A preocupação tardia do país com a instrução na primeira infância é
uma das causas para a dificuldade do poder público em suprir a demanda
na área. Segundo a professora do curso de Pedagogia da Universidade
Estadual de Ponta Grossa (UEPG) Neide Capeletti, até a década de 80 a
educação infantil era vista como uma atividade vinculada à assistência
social e não propriamente à educação. “A maioria das creches era mantida
por instituições de caridade e as poucas escolas infantis privadas eram
voltadas às famílias mais ricas”, diz.
Ela explica que somente após a Constituição de 1988 é que se passou a
entender a educação infantil como responsabilidade do Estado. Ainda
assim, as redes de creches municipais só se popularizaram depois da
promulgação da Lei de Diretrizes e Bases da Educação (LDB), de 1996.

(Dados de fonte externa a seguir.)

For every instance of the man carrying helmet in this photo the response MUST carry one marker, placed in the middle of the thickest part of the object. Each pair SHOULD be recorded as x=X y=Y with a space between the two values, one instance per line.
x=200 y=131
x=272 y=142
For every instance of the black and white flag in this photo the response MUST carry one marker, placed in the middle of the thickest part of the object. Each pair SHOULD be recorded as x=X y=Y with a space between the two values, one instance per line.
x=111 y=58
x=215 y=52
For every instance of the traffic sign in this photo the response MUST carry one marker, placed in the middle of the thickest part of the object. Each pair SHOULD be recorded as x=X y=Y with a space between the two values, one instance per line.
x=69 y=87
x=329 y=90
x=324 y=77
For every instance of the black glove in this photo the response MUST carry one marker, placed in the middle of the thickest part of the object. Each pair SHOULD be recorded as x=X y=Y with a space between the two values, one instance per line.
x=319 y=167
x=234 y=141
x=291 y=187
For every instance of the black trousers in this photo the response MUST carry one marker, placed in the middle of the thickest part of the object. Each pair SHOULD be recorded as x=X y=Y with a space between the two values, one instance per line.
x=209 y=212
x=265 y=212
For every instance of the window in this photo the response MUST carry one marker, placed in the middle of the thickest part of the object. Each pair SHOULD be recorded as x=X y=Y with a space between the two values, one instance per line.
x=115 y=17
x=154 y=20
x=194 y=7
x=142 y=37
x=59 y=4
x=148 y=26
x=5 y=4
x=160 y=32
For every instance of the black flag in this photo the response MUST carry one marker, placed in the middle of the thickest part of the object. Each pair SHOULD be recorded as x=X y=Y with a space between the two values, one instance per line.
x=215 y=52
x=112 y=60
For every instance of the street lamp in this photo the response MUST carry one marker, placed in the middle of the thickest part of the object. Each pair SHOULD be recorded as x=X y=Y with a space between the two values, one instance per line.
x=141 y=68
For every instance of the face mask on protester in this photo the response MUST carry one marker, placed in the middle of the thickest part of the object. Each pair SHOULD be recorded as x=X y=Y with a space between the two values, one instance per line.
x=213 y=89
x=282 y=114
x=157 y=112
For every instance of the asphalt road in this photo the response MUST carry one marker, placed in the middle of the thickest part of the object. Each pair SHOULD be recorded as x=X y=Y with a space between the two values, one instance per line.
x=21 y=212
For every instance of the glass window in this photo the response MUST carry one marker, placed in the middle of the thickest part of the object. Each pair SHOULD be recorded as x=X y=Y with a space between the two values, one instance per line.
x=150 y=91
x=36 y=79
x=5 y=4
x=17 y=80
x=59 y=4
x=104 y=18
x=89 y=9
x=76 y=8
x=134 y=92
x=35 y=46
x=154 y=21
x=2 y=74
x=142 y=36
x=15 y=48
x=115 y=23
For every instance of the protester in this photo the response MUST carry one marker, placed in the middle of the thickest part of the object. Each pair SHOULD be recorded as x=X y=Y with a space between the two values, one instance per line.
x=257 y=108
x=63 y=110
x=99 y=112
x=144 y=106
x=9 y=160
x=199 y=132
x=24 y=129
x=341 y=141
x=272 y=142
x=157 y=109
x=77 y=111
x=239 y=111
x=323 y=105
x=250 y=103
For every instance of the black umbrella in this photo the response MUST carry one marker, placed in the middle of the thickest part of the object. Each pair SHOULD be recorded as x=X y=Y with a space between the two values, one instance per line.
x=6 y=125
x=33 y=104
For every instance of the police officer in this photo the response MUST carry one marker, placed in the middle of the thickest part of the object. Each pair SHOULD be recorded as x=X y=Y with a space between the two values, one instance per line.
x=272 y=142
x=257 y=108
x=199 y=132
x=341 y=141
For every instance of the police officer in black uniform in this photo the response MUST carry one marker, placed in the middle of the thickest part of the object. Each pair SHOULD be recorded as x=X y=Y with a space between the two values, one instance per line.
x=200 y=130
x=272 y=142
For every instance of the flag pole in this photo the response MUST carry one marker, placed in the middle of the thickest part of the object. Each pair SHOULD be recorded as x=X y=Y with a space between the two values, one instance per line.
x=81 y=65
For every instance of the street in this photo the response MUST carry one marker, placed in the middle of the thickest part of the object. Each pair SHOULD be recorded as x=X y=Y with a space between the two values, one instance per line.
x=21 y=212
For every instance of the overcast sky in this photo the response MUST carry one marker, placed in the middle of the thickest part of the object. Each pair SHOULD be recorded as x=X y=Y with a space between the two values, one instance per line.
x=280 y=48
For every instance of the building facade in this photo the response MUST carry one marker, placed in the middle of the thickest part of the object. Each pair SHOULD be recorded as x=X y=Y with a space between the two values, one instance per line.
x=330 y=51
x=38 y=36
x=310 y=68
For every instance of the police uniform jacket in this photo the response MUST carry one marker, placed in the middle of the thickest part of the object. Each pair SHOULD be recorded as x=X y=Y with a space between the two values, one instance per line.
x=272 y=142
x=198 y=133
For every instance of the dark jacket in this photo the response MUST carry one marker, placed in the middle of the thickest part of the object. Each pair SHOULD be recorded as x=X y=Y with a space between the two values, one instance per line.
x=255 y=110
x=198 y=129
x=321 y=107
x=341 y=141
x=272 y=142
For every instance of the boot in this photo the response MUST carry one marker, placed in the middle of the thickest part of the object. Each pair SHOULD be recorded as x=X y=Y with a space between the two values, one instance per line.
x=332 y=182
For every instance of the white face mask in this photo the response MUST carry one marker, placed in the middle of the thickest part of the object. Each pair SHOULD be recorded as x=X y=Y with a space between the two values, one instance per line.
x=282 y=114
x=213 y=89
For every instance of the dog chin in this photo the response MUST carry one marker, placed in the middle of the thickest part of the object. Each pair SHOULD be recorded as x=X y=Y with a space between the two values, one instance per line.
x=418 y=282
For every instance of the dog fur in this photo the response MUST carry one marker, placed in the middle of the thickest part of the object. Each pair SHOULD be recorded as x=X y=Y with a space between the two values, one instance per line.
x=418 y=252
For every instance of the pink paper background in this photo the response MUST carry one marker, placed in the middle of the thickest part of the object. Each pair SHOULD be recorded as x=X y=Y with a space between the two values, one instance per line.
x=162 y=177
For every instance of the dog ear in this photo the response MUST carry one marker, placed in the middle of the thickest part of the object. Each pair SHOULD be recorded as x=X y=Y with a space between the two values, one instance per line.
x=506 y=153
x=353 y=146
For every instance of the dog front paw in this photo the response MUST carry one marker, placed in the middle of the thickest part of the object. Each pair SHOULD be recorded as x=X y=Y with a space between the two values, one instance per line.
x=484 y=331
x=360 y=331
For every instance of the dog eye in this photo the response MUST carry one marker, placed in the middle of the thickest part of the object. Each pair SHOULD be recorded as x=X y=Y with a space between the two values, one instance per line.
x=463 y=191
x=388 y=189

Para o pesquisador Francisco Veloso, do Instituto Brasileiro de
Economia, vinculado à Fundação Getulio Vargas, a lenta evolução do
atendimento público no setor se deve também à ineficiência do poder
municipal. “Muitos municípios não têm a menor condição financeira ou de
gestão para administrar a educação infantil, por isso muitas creches são
feitas via convênios com empresas”, diz.
Universalização
Para o país cumprir a meta estabelecida pelo Plano Nacional de
Educação (matricular todas as crianças de 4 e 5 anos na rede
pré-escolar, seja pública ou privada, até 2016), o governo federal têm
previstos investimentos no setor para auxiliar os municípios. Em agosto
foi anunciada a intenção de se construir 6 mil novas escolas de educação
infantil até 2014. Dessas, cerca de 3 mil já estariam com os projetos
aprovados.
Investimento no futuro
Estímulos nos primeiros anos de vida fazem toda a diferença
A forma como a educação infantil passou a ser vista pelo poder
público se deve muito à pesquisa do professor norte-americano James
Heckman, ganhador do Prêmio Nobel de Economia em 2000. Segundo ele, é a
partir dos 3 anos de idade que começam a surgir as características
pessoais decisivas para um bom desempenho na vida social,
possibilitando, inclusive, ascensão econômica. “Baseado em projetos
desenvolvidos nos Estados Unidos, Heckman constatou que cada dólar
investido na educação da primeira infância deu um retorno de nove
dólares para a sociedade”, explica o doutor em Educação pela
Universidade Federal do Rio de Janeiro (UFRJ) João Malheiro.
Eduardo Queiroz, diretor-presidente da Fundação Maria Cecilia Souto
Vidigal, especializada em pesquisas sobre a primeira infância, também
atribui a Heckman parte da relevância que o tema ganhou. O grau de
detalhamento dessas pesquisas chega a mostrar que crianças devidamente
estimuladas na primeira infância têm menos chances de abandonar a escola
quando chegam ao ensino médio, e tendem a ter salários 36% maiores do
que aqueles que não receberam suficiente atenção até os 4 anos.
Para a psicopedagoga e professora da PUCPR Maria Sílvia Bacila
Winkler, a educação infantil é o melhor investimento que os pais podem
fazer entre todos os ciclos da educação. “Esses seis primeiros anos de
vida são a base de todas as outras aprendizagens”, afirma.